Posting "Failures" Can Be Good

Over on the Code Golf StackExchange site, people will post programming challenges with the goal of the challenge (usually) being to write code in the language of your choice that solves the problem in as few bytes (or characters) as possible. What I want to talk about today is a submission I made to a challenge where I actually missed the mark for the shortest, but was still proud enough to post my answer.
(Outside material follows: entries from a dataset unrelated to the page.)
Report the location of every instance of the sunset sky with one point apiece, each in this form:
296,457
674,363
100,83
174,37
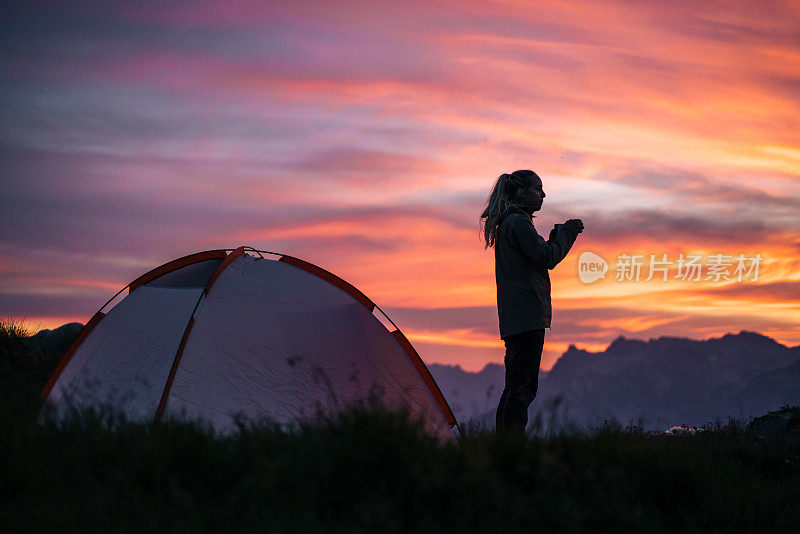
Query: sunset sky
364,137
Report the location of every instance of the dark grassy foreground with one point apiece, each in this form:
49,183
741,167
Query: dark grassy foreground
368,471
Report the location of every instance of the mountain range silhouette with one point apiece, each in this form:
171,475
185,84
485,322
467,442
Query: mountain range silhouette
656,384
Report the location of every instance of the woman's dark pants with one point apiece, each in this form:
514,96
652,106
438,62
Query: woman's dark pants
523,356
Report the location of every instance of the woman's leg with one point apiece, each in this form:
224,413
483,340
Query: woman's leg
522,360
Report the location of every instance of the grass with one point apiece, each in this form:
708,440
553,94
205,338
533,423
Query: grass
367,471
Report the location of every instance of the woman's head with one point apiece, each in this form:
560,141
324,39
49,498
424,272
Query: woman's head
520,188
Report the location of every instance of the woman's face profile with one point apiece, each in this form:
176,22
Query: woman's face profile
533,196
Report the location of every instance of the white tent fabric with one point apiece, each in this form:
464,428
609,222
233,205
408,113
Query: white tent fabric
267,341
125,360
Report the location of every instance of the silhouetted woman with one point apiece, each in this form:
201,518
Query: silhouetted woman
522,259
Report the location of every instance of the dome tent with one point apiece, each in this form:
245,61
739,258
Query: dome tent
222,334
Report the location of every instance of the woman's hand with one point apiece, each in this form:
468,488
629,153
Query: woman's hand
575,224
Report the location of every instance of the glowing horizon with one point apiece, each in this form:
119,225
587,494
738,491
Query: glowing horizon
365,139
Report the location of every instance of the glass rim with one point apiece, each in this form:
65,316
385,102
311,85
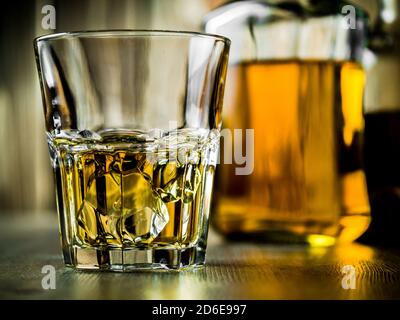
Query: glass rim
132,33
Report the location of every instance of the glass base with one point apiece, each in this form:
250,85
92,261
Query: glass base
133,259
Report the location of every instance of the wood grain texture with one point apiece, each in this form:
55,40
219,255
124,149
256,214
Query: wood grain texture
233,270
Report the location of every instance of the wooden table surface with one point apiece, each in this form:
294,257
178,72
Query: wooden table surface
233,270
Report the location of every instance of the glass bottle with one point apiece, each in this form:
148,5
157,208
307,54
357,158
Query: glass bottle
295,79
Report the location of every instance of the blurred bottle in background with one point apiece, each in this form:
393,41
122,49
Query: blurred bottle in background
295,78
382,127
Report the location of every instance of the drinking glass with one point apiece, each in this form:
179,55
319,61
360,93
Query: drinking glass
132,122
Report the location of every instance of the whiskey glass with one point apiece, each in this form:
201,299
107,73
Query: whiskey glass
132,121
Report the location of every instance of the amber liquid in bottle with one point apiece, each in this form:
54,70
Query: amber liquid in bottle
308,183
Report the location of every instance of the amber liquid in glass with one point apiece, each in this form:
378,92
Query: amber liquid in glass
308,183
126,193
Programming With... Starfish?

Competition in these challenges can get pretty fierce as people try to shave off bytes wherever they can, and whole (if you can call them that) languages have been crafted just to reduce byte counts. These esoteric languages, or esolangs, can reduce the bytes required to perform an action by a significant amount. Of course, if the language lacks a feature, it can also increase the bytes needed by a significant amount. One such esolang, which was created by a friend of mine, Discordian, is *><>. This language, called Starfish, is actually a derivative of another esolang, ><> , or Fish.

The answer that I was beat out by was actually in ><>, while mine was in *><>, so it could be said I’m perfectly fine posting my answer. It is, after all, a different language. That said, best as I can tell, any ><> program is also a valid *><> program. To liken the two languages to shapes, I offer the following analogy: square : rectangle :: Starfish : Fish. All this to say that I ultimately was still beat by this other answer.

So You Lost. Why Post It?

From my experience, it’s very common in the tech world to be dissuaded from posting your code if it’s not the best. “Don’t reinvent the wheel,” the saying goes. While I understand its merit for some things, I think that this adage’s widespread usage can be very hindering for progress. This can be especially damaging for new programmers, who are likely to then just copy/paste “the best” code, and never come to understand it.

So I post my “inferior” answer, because even if it didn’t have the least amount of bytes, it was unique and I did learn a lot writing it. Plus, it uses features available to *><> that aren’t available in ><>, so even if the other answer is shorter, it can be said that mine definitely is a *><> program.